Miocene Epoch

23-5 million years ago


The common ancestors of higher apes--orangutans, gorillas, chimps, and humans--evolved a number of new features.

Higher apes increased the volume of limbic nuclei, which were subsequently increased again in humans. Cerebral asymetries are known in fossil hominids and apes including a longer left sylvian fissure. The cerebral asymmetries of higher apes and fossil hominids are similar to those found in modern humans. Higher apes developed a sulcus frontalis inferior and the gyrus postcentralis was separated from the parietal lobe. The ACC of non-apes lack clusters of spindle cell pyramidal neurons. Orangutans possess some clusters.

The ancestor of higher apes underwent a number of muscular changes. The extensor indicis usually didn't insert on digit IV and the rectus femoris developed 2 heads (variable in all but humans). Higher apes developed an articularis genus and an extensor pollicis brevis. The latissimus dorsi developed an additional origin on the iliac crest.

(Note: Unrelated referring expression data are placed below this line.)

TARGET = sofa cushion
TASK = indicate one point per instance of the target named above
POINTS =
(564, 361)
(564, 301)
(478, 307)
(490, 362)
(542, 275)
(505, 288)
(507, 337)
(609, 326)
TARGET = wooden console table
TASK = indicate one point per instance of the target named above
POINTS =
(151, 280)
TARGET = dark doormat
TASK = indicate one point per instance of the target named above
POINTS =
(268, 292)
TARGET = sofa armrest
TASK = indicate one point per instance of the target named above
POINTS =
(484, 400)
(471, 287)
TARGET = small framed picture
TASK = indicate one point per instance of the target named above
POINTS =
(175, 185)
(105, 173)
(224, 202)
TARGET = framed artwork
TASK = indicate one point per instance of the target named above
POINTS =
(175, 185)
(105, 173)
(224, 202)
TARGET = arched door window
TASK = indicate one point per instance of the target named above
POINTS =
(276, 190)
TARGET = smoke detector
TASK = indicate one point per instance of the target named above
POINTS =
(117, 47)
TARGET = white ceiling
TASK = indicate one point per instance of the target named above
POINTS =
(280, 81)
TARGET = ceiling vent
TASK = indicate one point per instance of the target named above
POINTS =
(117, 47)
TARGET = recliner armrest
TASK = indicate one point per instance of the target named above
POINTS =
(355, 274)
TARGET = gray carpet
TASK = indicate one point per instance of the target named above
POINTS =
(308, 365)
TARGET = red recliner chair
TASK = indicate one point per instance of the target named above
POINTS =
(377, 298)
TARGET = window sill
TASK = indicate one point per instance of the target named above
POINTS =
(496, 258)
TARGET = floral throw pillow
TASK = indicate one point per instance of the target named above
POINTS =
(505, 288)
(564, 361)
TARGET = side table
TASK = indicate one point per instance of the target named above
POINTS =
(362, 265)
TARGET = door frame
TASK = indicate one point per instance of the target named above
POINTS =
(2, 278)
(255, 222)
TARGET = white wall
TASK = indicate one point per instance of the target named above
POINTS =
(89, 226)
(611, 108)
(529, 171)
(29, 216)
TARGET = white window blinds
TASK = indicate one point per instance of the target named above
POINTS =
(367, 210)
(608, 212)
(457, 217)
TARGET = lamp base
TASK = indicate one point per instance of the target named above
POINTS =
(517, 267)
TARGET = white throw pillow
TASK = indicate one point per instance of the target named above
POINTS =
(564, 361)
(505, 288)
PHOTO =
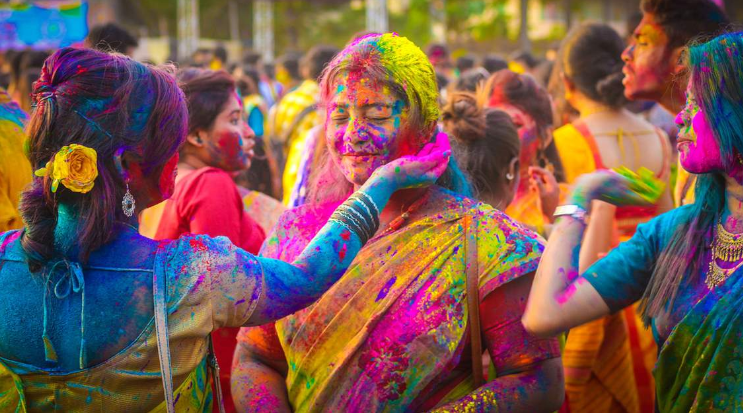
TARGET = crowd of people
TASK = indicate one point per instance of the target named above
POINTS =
(378, 227)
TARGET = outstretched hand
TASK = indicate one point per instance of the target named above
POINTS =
(607, 186)
(543, 182)
(418, 170)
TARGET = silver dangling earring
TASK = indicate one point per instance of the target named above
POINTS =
(128, 203)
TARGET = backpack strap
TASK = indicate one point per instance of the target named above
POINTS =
(472, 268)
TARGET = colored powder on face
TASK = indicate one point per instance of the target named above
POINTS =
(406, 64)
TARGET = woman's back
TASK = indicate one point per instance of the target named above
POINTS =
(625, 139)
(118, 299)
(121, 370)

In the great apes, the sphenosquamosal suture may divide the foramen ovale. In robust australopithecines the smooth floor of nasal cavity resembled that of modern humans. This condition is also known in orangutans and about a third of chimps.
Higher apes share changes in eta globin: 3 deletions (positions 164, 966-70, 1,610-1,637), an insertion (245-82), and at least 24 substitutions (positions 5, 66, 383, 405, 495, 573, 780, 853, 926, 1268, 1278, 1334, 1422, 1667, 1859, 1949, 2002, 2093, 2137, 2138, 2161, 2188, 2193, and 2213). Higher apes also share 7 amino acid residues in red opsin and 9 in green opsin which are unique to higher apes compared to Old World monkeys (Deeb, 1994; gibbons not in analysis). Proteins of the electron transport chain have experienced positive selection in the lineage leading to higher apes (such as COX4-1, COX7AH, COX8L, and ISP). Zinc Finger Proteins 75A, 75B (a pseudogene), and 75C are highly conserved in humans, chimps, gorillas, and orangutans.